Amazon Web Services (AWS)
AWS is a subsidiary of Amazon that provides various cloud computing services. This guide provides an overview of how to collect logs from AWS with NXLog Agent.
Amazon CloudWatch
Amazon CloudWatch is a set of cloud monitoring services. The CloudWatch Logs service can be used to collect log data from Elastic Compute Cloud (EC2), CloudTrail, Route 53, and other sources. See the CloudWatch documentation for more information about configuring and using CloudWatch logs.

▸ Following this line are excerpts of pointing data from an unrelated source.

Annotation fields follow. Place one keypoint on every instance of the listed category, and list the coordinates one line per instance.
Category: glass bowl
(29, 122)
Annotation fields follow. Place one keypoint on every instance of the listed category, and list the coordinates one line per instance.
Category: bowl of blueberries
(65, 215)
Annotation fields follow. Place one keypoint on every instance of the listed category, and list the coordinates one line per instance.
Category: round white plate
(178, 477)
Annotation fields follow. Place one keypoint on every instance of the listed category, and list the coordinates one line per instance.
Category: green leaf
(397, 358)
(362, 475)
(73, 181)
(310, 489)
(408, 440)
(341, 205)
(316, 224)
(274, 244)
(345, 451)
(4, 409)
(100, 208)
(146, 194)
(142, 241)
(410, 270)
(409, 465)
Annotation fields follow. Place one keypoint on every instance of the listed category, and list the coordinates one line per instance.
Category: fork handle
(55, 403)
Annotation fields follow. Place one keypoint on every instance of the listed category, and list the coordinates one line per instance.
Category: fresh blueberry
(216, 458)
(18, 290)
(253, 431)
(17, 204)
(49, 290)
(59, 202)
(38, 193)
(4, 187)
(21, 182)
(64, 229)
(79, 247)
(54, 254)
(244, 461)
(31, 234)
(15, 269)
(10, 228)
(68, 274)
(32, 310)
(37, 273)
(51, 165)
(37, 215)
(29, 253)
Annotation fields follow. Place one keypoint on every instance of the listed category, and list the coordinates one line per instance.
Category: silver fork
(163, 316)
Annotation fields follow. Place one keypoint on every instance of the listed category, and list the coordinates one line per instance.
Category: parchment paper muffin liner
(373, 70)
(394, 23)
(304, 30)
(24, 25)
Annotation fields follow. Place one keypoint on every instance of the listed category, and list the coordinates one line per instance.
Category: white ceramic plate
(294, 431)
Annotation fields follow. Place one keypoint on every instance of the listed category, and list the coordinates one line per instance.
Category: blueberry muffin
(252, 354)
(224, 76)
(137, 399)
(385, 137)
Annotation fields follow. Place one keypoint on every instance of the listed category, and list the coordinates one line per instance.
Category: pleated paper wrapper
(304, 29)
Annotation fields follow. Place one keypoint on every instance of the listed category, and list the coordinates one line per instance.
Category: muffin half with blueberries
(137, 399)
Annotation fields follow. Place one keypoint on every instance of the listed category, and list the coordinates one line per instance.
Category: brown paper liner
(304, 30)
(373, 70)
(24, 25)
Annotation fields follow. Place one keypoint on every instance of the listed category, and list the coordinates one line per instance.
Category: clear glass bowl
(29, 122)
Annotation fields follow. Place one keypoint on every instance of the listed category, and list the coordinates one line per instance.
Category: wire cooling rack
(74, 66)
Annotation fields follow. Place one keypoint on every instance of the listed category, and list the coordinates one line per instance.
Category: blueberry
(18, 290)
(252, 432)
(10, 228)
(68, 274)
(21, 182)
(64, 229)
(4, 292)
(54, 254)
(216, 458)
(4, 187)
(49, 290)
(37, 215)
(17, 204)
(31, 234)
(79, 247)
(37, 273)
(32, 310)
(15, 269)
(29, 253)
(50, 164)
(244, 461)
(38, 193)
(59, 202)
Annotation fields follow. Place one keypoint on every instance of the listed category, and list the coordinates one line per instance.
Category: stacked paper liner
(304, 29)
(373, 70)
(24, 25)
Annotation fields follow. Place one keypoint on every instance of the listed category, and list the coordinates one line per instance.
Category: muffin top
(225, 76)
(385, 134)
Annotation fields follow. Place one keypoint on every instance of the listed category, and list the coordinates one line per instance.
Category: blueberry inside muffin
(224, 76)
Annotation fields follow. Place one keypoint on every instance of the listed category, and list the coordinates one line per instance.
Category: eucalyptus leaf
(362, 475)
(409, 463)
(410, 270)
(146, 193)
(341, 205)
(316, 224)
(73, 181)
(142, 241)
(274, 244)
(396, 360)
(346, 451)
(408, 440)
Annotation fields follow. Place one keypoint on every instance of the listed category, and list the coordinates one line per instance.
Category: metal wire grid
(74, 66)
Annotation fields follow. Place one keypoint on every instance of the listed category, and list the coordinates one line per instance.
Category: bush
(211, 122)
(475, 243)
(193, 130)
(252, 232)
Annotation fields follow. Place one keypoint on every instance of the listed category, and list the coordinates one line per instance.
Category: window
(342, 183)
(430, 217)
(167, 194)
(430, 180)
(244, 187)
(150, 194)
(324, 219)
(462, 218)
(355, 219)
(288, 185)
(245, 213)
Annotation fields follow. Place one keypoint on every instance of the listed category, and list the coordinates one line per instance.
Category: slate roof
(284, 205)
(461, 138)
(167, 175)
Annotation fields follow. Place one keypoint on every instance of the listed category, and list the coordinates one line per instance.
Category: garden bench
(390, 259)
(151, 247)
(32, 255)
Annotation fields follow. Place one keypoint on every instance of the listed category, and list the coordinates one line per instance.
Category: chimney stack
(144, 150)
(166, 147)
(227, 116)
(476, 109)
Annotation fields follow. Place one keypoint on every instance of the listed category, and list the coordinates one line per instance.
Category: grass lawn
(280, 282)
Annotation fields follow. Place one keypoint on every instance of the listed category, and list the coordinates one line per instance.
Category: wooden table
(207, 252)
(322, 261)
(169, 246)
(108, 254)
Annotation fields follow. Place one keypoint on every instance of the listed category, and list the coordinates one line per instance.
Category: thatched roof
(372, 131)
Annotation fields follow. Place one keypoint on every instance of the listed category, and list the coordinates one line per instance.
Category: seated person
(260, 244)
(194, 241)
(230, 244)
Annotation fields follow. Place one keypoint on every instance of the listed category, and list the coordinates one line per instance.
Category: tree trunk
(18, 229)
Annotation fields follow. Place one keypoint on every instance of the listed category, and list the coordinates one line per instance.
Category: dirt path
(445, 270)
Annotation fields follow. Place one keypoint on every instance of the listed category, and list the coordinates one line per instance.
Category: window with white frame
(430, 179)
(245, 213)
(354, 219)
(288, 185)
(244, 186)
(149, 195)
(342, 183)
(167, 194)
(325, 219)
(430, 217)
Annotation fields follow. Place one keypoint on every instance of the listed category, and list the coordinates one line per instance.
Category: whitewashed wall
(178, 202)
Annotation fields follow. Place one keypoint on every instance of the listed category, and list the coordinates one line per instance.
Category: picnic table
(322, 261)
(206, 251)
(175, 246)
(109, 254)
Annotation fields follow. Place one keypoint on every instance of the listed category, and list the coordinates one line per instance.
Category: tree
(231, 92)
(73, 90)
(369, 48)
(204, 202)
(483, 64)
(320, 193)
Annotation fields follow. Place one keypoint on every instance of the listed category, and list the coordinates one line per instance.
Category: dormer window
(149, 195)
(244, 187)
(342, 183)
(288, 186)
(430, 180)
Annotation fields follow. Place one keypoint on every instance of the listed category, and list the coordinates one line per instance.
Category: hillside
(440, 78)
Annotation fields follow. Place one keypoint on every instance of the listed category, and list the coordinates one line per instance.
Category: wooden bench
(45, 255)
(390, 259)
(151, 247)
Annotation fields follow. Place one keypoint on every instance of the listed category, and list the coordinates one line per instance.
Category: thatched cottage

You can set up NXLog Agent to retrieve CloudWatch log streams in two ways:
-
NXLog Agent can connect to the CloudWatch API using the Boto 3 client and poll for AWS logs at regular intervals. This is suitable when a short delay in log collection is acceptable.
-
Configure AWS Lambda to push logs to NXLog Agent via HTTP. This method offers low-latency log collection.
Pulling logs via the CloudWatch API
-
A service account must be created for accessing the log data. In the AWS web interface, go to Services > IAM.
-
Click the Users option in the left-side panel and click the Add user button.
-
Provide a User name, for example,
nxlog
. Tick the checkbox to allow Programmatic access to this account. -
Choose to Attach existing policies directly and select the CloudWatchLogsReadOnly policy. Click Next: Review and then Create user.
-
Save access keys for this user and Close.
-
Install and configure Boto 3, the AWS SDK for Python. See the Boto 3 Quickstart and Credentials documentation for more details.
-
Edit the
region_name
andgroup_name
variables in thecloudwatch.py
script, as necessary. -
Configure NXLog Agent to execute the script with the im_python module.

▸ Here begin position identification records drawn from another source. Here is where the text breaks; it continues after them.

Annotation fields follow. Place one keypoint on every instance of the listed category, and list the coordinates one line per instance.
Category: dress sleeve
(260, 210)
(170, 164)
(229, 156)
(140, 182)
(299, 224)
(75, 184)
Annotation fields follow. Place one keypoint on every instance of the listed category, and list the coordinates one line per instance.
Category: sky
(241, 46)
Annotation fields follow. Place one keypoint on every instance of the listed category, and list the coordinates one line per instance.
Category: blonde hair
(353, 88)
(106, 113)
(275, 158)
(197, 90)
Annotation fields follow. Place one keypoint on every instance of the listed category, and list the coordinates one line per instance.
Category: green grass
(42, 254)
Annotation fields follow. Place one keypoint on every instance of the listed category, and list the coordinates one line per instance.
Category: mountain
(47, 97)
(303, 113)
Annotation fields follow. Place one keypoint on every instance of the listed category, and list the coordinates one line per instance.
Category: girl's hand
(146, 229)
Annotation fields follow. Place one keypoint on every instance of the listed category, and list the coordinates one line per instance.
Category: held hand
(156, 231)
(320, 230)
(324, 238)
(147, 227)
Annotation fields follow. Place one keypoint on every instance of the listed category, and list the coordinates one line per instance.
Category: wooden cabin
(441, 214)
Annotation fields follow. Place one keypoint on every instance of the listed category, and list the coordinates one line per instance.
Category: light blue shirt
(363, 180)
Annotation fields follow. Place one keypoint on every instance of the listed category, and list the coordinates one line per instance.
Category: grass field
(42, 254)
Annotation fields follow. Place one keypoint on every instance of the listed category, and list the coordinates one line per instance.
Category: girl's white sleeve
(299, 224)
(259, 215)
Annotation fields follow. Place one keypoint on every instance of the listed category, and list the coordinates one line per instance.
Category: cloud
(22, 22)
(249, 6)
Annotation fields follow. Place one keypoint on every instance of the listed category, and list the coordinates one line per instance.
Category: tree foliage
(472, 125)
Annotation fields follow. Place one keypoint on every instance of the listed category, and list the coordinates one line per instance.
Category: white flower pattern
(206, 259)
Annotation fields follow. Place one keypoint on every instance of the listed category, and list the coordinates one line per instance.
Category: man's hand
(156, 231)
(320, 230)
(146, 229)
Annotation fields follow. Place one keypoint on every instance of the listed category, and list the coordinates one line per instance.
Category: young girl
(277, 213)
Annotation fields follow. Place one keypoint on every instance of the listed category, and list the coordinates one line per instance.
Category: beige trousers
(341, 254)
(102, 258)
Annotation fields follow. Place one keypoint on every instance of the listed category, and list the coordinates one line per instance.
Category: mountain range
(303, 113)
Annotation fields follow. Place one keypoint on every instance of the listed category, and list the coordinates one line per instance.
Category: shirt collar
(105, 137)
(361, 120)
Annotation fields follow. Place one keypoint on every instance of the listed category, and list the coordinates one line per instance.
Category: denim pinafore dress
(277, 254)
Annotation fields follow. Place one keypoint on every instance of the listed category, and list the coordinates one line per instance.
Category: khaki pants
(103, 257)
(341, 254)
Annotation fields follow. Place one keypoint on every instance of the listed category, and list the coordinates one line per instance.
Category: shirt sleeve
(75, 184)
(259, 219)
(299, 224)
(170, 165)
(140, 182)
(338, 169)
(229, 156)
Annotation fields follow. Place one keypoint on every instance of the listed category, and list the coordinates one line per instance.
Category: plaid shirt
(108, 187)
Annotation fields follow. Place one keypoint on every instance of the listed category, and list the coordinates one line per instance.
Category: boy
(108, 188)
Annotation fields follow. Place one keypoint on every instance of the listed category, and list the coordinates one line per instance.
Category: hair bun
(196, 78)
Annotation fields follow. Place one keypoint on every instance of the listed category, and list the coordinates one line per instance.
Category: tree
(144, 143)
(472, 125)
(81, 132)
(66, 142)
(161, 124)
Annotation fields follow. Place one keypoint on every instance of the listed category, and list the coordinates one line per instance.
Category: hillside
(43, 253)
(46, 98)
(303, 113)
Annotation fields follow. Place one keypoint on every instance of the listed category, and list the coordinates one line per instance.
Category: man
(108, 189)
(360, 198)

This NXLog Agent configuration uses im_python to execute the CloudWatch add-on script. The xm_json parse_json() procedure is then used to parse the JSON log data into fields.
<Extension json>
Module xm_json
</Extension>
<Input py>
Module im_python
PythonCode cloudwatch.py
Exec parse_json();
</Input>
<Output output_file>
Module om_file
File '/path/to/output/file'
Exec to_json();
</Output>
import nxlog, boto3, json, time
class LogReader:
def __init__(self, time_interval):
client = boto3.client('logs', region_name='eu-central-1')
self.lines = ""
all_streams = []
group_name = '<ENTER GROUP NAME HERE>'
#query CloudWatch for all log streams in the group
stream_batch = client.describe_log_streams(logGroupName=group_name)
all_streams += stream_batch['logStreams']
start_time = int(time.time()-time_interval)*1000
end_time = int(time.time())*1000
while 'nextToken' in stream_batch:
stream_batch = client.describe_log_streams(
logGroupName=group_name, nextToken=stream_batch['nextToken'])
all_streams += stream_batch['logStreams']
nxlog.log_debug(str(len(all_streams)))
#get log data from all available streams
for stream in all_streams:
#get first log batch (up to 10,000 log events)
logs_batch = client.get_log_events(logGroupName=group_name,
logStreamName=stream['logStreamName'],
startTime=start_time,
endTime=end_time)
#write events from the first batch in JSON format
self.json_dump(logs_batch, group_name, stream['logStreamName'])
#get next log batches till all the data is collected
while 'nextToken' in logs_batch:
logs_batch = client.get_log_events(
logGroupName=group_name, logStreamName=stream['logStreamName'],
startTime=start_time, endTime=end_time,
nextToken=logs_batch['nextToken'])
self.json_dump(logs_batch, group_name, stream['logStreamName'])
nxlog.log_debug('Pulling logs: ' + gettime(start_time) + ' - ' +
gettime(end_time) + '\n')
def json_dump(self, cloudwatch_logs, group_name, stream_name):
for event in cloudwatch_logs['events']:
event.update({'group': group_name, 'stream': stream_name })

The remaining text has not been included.